Las manifestaciones de Francesc Homs en las que pronostica "el fin del Estado español" si él acaba siendo condenando por su participación en la consulta soberanista del 9-N parecen más fruto del delirio que de la racionalidad que se espera de un dirigente político. Homs, que comparece este lunes en el Supremo para ser juzgado por prevaricación y desobediencia, ha acusado también al Estado de estar "violentando las reglas de juego". El mundo al revés.
En su afán por seguir alimentando el victimismo, a Homs no parece importarle entrar en flagrantes contradicciones. ¿Cómo puede sostener un diputado nacional que la aplicación de la ley por parte de los jueces dinamita el Estado de Derecho? ¿No ocurre precisamente al contrario, que un Estado que no garantiza el cumplimiento de la ley ha perdido su razón de ser?
El tres por ciento
Por otra parte, puesto que Homs y su partido pretenden abiertamente romper España, ¿por qué presenta como algo dramático o apocalíptico la destrucción del Estado? Al contrario, Homs debería de mostrarse encantado con la posibilidad de ser condenado por el Supremo.
Es muy posible, sin embargo, que los aspavientos del dirigente nacionalista tengan que ver con los avances en la investigación del 3%, la cantidad que cobraba su partido para financiarse a los contratistas de la Generalitat. Hoy desvelamos que Andreu Viloca, el tesorero de Convergencia, se llevó a casa los contactos de los empresarios para avisarles de que destruyeran las pruebas del delito.
El cerco sobre Mas
Y el cerco ha empezado a estrecharse sobre el propio Artur Mas. EL ESPAÑOL acaba de desvelar que uno de los empresarios arrepentidos, Josep Manel Bassols, le ha relacionado con la trama corrupta: el expresidente de la Generalitat estaría al tanto de las irregularidades.

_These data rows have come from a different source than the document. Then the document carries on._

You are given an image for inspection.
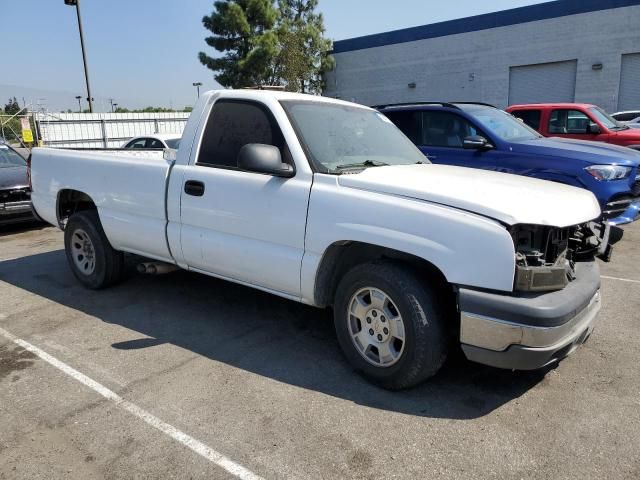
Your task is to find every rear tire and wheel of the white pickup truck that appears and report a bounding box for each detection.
[64,211,124,290]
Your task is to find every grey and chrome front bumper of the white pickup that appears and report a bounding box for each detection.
[458,262,601,370]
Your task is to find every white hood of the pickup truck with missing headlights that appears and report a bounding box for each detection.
[338,164,600,227]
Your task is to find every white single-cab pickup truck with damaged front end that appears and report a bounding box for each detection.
[31,90,608,389]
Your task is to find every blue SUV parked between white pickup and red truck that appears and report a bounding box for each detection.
[379,103,640,225]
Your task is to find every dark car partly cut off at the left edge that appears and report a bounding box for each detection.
[0,143,34,225]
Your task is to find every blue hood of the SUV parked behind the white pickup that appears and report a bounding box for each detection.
[511,138,640,167]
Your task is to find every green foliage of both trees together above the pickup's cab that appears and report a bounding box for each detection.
[199,0,333,93]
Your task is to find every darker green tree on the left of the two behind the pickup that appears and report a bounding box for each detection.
[198,0,278,88]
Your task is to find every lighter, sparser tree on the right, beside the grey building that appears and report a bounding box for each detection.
[272,0,334,94]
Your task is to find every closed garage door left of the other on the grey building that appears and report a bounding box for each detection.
[509,60,578,105]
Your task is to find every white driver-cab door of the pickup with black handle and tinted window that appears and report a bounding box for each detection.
[180,99,312,297]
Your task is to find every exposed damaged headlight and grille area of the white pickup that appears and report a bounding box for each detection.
[510,222,612,292]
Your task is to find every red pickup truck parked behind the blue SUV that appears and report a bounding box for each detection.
[507,103,640,150]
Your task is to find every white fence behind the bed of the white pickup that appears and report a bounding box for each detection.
[34,112,189,148]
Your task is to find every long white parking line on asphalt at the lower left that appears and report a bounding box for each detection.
[0,328,262,480]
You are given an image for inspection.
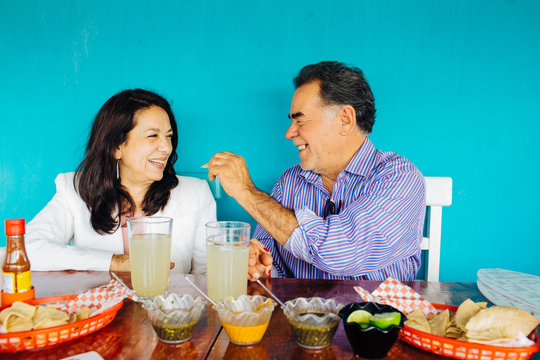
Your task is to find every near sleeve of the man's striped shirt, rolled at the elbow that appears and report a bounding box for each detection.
[284,166,425,276]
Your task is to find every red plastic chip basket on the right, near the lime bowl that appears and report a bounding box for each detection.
[399,304,540,360]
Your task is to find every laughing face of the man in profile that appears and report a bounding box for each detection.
[285,81,340,175]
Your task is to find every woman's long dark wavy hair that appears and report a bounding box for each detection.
[73,89,178,234]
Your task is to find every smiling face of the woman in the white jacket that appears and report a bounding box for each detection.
[115,105,173,188]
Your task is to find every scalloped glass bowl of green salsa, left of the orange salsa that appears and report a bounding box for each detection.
[143,293,206,344]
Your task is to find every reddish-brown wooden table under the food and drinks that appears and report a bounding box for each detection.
[0,271,540,360]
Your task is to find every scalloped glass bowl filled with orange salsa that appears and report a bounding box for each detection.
[214,295,276,345]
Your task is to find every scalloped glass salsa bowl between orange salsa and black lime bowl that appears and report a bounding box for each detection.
[283,297,343,349]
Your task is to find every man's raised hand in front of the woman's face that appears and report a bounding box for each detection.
[208,151,255,200]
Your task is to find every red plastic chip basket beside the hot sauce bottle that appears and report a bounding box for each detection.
[0,295,123,352]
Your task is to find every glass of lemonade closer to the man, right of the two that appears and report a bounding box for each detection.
[206,221,251,301]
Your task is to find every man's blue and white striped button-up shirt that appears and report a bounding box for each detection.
[253,139,425,281]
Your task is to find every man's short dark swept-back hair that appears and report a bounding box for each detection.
[293,61,376,134]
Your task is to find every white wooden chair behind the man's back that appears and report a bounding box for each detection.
[420,176,452,281]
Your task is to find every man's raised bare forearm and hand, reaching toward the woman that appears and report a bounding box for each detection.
[208,151,298,245]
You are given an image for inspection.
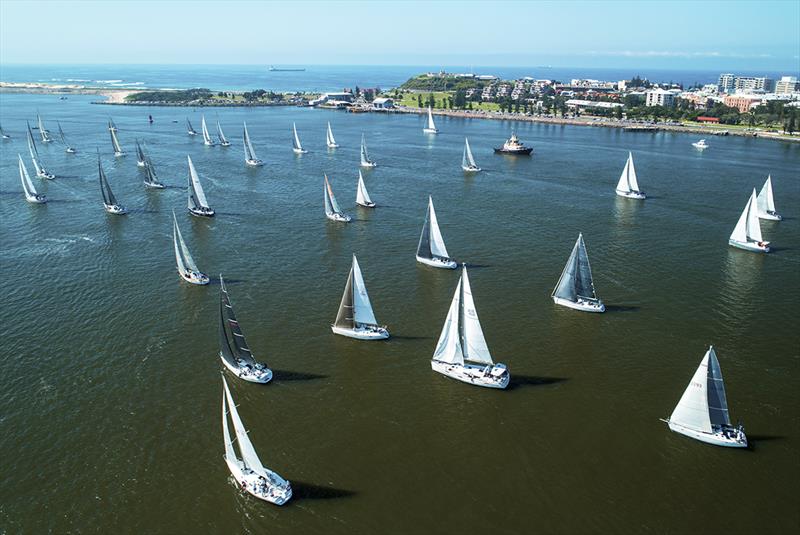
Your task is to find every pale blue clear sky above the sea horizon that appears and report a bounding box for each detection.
[0,0,800,73]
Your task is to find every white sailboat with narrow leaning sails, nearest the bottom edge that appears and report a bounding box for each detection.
[222,377,292,505]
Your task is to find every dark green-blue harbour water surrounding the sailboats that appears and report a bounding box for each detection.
[0,90,800,534]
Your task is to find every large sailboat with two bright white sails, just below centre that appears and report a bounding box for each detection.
[431,265,510,388]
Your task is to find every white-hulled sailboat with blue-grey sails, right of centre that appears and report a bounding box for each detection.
[552,234,606,312]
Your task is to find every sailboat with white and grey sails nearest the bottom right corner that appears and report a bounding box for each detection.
[662,346,747,448]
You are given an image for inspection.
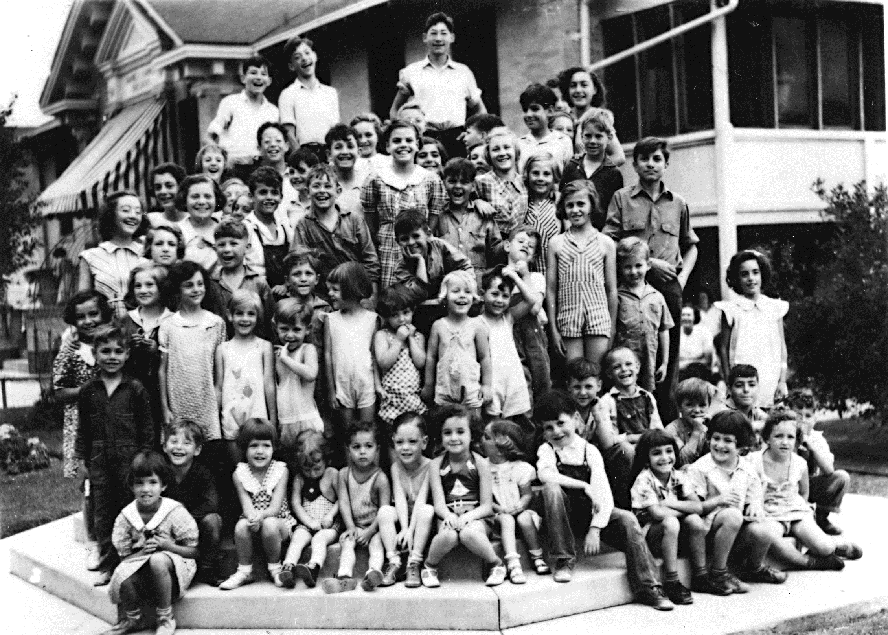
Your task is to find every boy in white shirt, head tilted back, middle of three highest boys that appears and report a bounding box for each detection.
[278,37,339,160]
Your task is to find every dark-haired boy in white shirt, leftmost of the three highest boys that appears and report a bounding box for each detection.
[207,56,280,167]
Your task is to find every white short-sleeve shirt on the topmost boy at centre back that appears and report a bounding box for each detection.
[398,57,481,127]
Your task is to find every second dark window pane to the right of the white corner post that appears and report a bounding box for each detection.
[774,17,816,128]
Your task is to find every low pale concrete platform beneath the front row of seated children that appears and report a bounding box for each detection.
[8,496,888,635]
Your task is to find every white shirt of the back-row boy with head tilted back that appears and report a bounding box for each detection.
[278,79,339,145]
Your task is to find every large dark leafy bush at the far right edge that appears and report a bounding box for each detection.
[787,181,888,416]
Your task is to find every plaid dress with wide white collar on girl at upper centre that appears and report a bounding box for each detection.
[361,166,447,289]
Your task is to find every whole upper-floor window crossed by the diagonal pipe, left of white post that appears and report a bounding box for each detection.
[603,3,713,141]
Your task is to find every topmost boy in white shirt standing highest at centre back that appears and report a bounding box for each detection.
[389,13,487,158]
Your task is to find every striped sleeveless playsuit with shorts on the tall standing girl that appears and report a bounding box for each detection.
[556,231,611,337]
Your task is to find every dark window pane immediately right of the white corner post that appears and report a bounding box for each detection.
[728,7,774,128]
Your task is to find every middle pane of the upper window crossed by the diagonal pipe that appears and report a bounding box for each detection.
[635,6,676,136]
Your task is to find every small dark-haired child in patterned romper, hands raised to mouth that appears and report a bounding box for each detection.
[373,284,426,425]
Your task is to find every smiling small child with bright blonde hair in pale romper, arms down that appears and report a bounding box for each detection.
[422,271,493,416]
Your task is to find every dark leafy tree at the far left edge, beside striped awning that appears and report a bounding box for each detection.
[0,97,39,275]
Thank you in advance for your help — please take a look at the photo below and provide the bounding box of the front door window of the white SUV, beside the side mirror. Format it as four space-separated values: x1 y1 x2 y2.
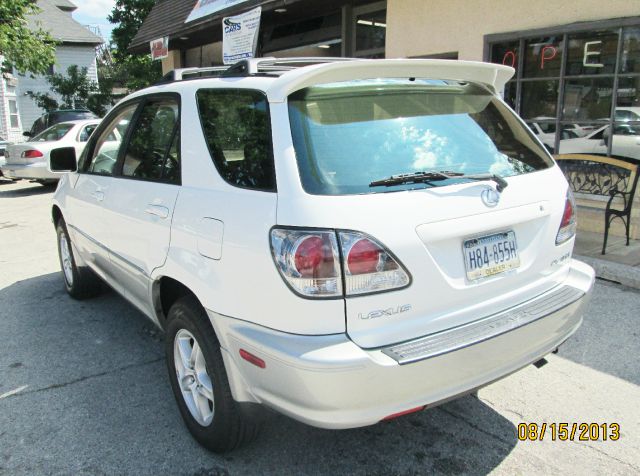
87 104 138 175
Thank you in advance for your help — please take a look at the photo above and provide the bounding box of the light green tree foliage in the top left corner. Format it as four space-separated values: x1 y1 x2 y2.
0 0 55 74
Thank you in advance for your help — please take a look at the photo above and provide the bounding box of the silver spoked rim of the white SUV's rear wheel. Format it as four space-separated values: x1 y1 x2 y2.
173 329 214 426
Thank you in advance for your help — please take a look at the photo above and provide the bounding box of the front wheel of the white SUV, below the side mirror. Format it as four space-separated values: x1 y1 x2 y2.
56 218 102 300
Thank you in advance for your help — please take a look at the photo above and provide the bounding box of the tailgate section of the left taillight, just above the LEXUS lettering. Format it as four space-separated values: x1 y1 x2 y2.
338 231 409 296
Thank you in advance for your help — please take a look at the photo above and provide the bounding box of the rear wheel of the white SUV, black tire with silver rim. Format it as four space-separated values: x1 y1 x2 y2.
165 296 262 453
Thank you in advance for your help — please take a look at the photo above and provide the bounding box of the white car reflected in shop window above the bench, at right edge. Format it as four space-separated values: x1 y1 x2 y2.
559 124 640 160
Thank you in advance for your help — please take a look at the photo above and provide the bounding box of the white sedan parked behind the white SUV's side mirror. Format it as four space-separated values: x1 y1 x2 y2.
0 119 100 184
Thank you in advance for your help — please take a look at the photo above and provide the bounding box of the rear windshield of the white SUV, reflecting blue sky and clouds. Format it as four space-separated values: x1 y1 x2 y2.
289 79 553 195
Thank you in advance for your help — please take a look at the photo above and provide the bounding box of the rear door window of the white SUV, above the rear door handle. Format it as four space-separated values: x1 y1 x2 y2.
122 98 180 183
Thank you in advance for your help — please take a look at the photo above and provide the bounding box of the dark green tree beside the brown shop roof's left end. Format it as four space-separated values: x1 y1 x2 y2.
107 0 162 90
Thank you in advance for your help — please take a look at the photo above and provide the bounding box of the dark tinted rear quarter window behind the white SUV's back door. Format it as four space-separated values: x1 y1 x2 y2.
197 89 276 191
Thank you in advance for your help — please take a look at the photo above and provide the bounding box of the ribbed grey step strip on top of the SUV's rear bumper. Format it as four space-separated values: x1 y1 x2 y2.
380 286 585 365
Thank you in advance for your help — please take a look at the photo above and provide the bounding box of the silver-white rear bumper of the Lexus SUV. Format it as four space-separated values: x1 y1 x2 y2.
209 260 594 429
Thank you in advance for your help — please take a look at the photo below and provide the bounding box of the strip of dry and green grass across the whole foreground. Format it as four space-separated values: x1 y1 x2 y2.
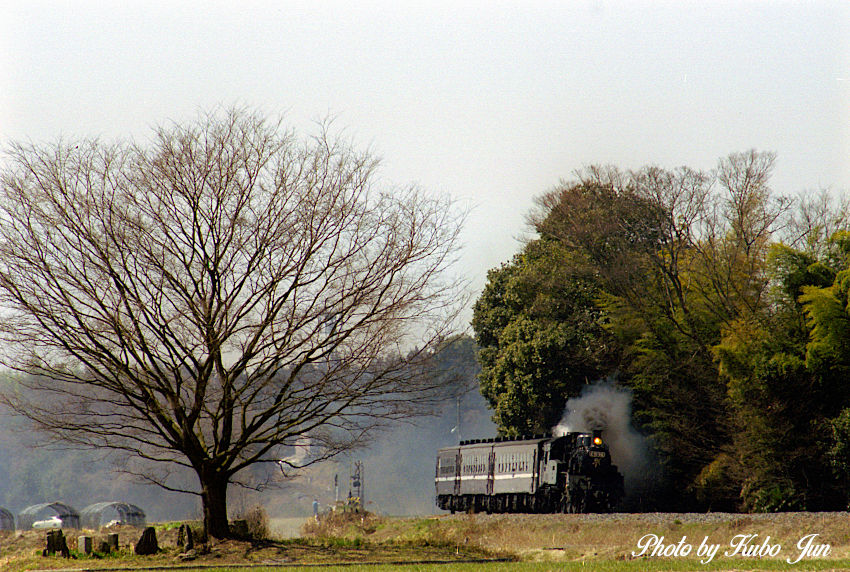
9 513 850 572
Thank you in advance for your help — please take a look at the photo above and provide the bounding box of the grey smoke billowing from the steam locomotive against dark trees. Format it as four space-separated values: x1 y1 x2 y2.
552 380 650 490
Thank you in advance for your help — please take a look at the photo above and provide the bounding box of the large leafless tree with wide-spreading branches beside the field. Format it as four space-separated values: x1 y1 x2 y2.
0 110 463 537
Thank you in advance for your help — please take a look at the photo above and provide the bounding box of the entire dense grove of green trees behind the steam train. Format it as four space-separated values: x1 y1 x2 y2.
473 151 850 510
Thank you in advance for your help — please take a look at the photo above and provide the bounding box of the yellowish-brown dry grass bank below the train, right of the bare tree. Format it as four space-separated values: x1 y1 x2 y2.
367 513 850 561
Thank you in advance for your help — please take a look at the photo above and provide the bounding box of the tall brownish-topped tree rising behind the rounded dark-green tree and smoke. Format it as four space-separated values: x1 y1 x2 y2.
535 167 728 508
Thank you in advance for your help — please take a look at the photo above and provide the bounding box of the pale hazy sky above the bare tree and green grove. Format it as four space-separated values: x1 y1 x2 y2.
0 0 850 324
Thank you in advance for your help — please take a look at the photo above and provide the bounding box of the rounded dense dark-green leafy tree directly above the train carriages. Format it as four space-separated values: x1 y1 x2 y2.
472 237 616 436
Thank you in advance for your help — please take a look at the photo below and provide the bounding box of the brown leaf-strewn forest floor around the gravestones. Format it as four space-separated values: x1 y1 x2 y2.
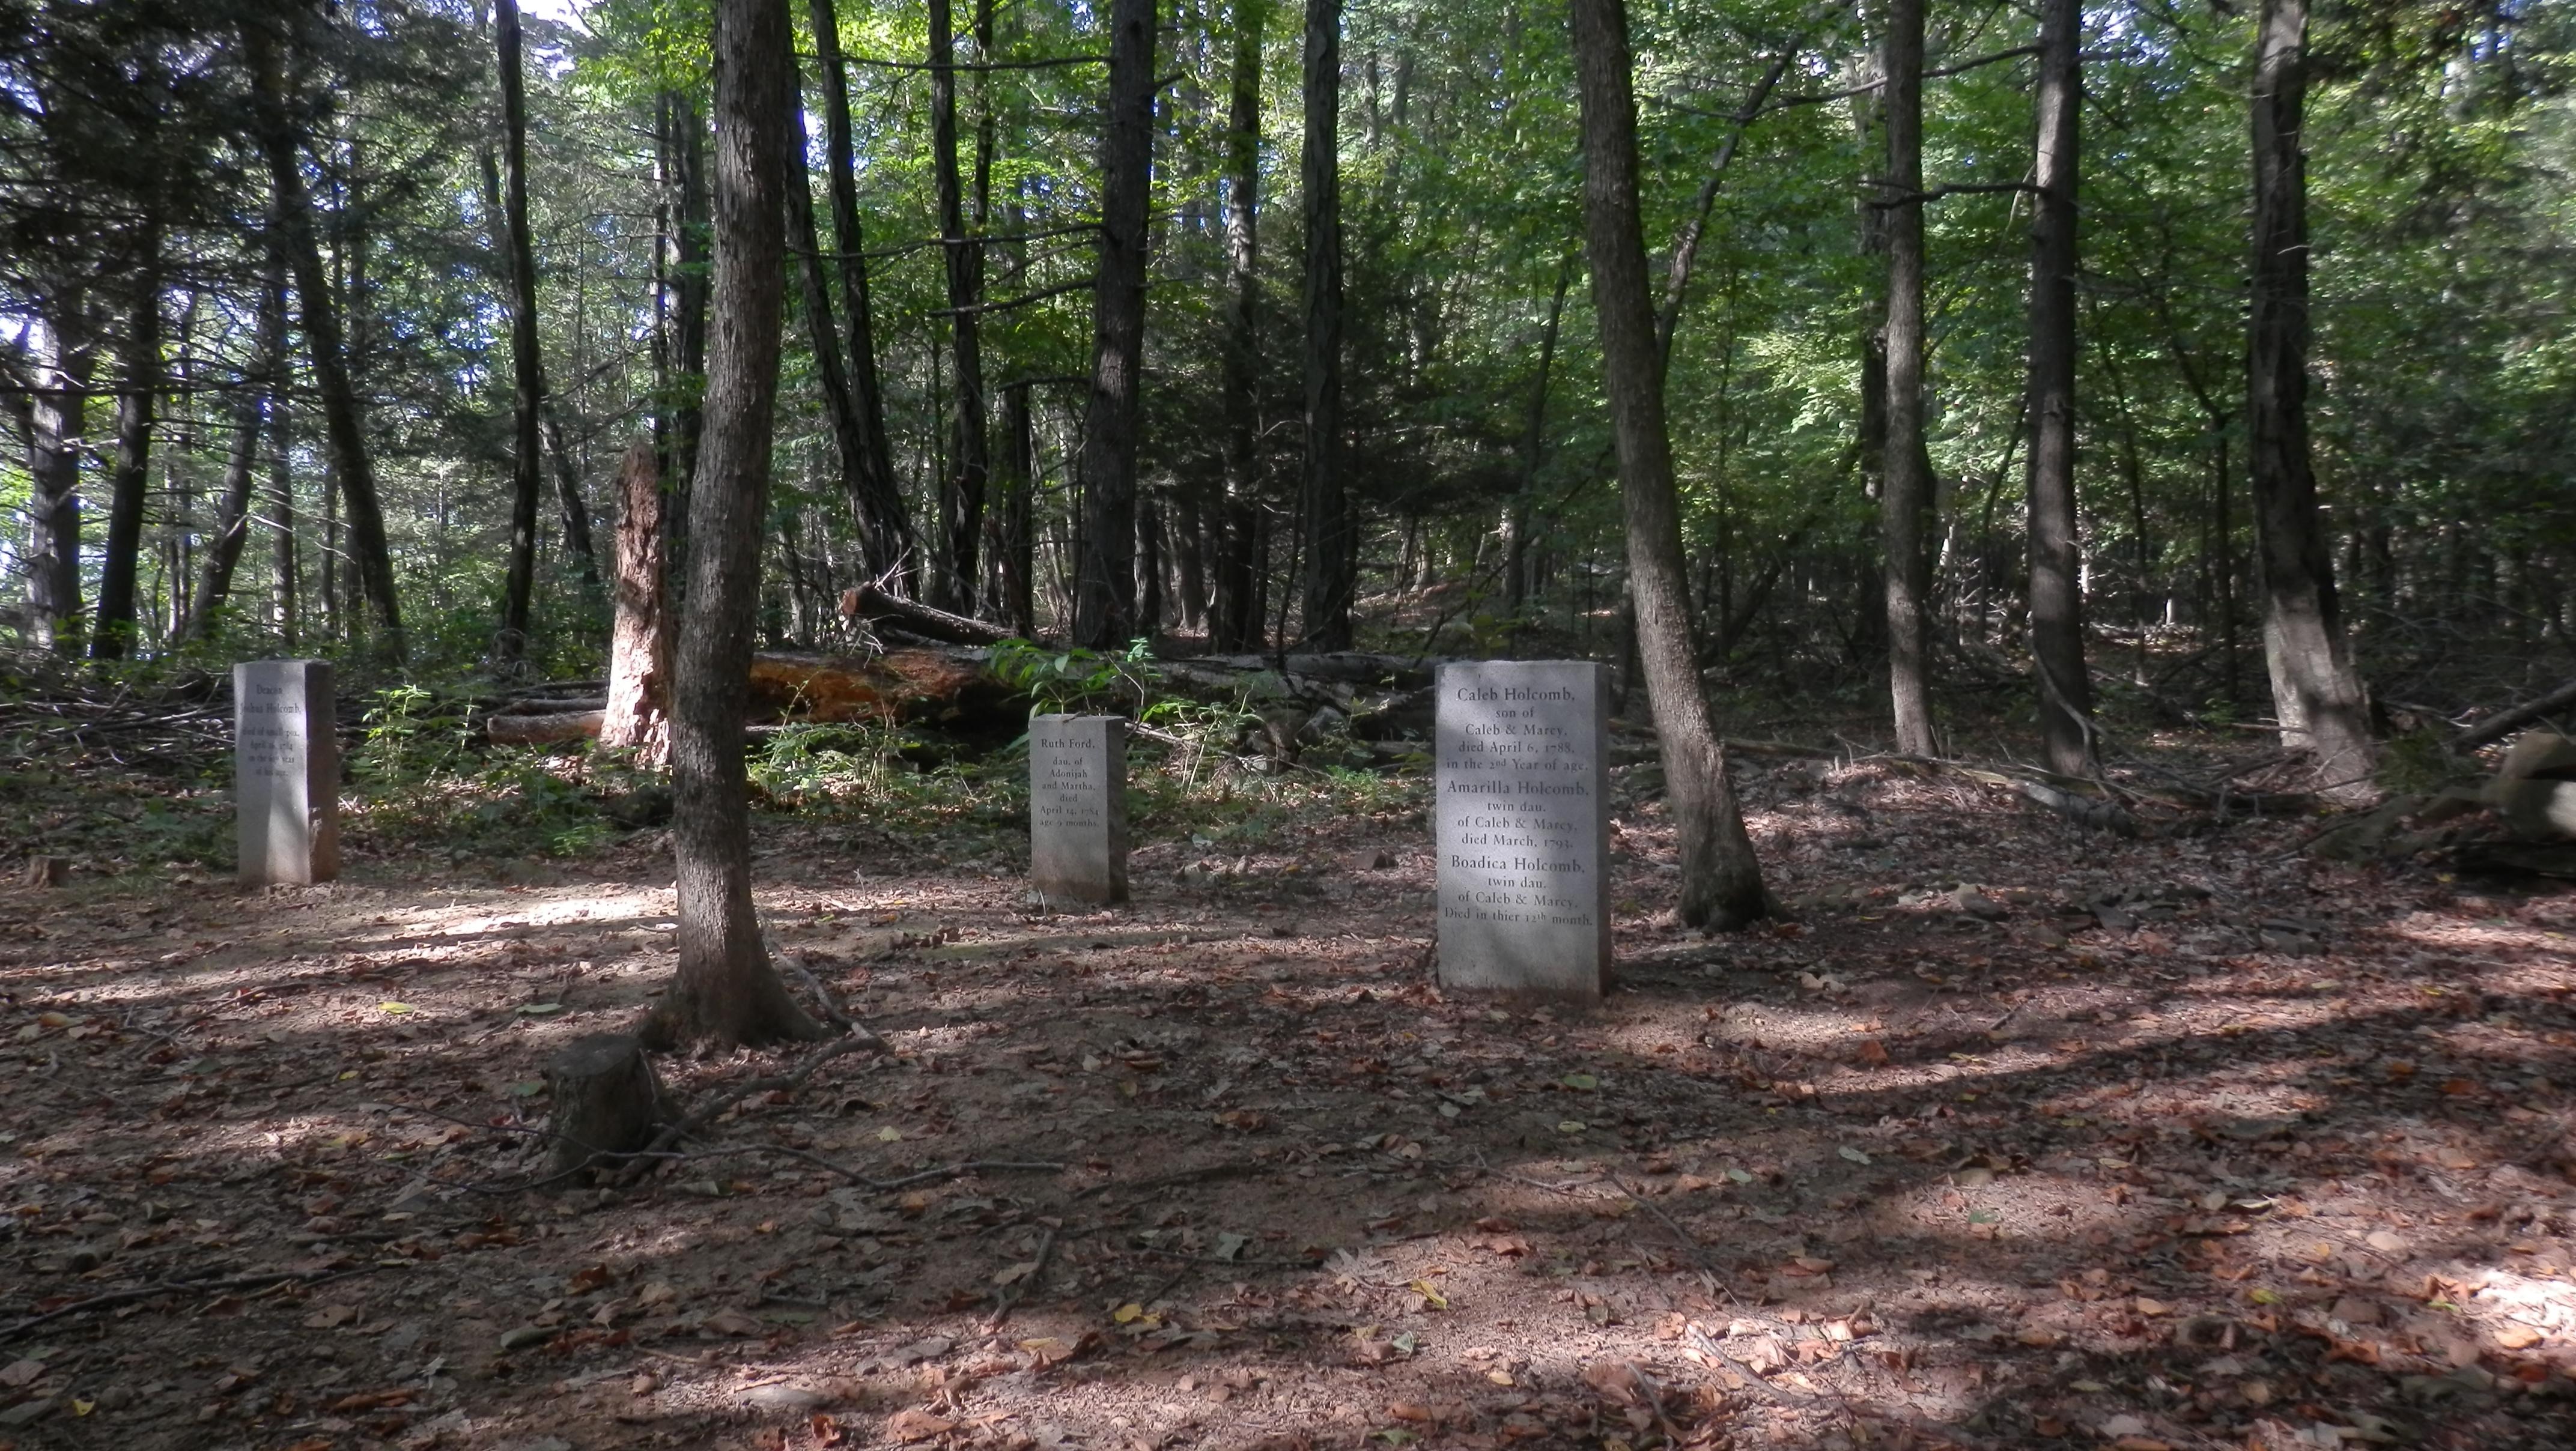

En este contexto es fácil entender por qué Homs alerta de que el Estado se desmoronará si se le aplica la ley. Cuando se rasga las vestiduras no es para evitar "el fin del Estado español", sencillamente busca una patente de corso para salvarse él y salvar a los suyos. El Estado no puede dársela, entre otras cosas, porque al hacerlo se suicidaría.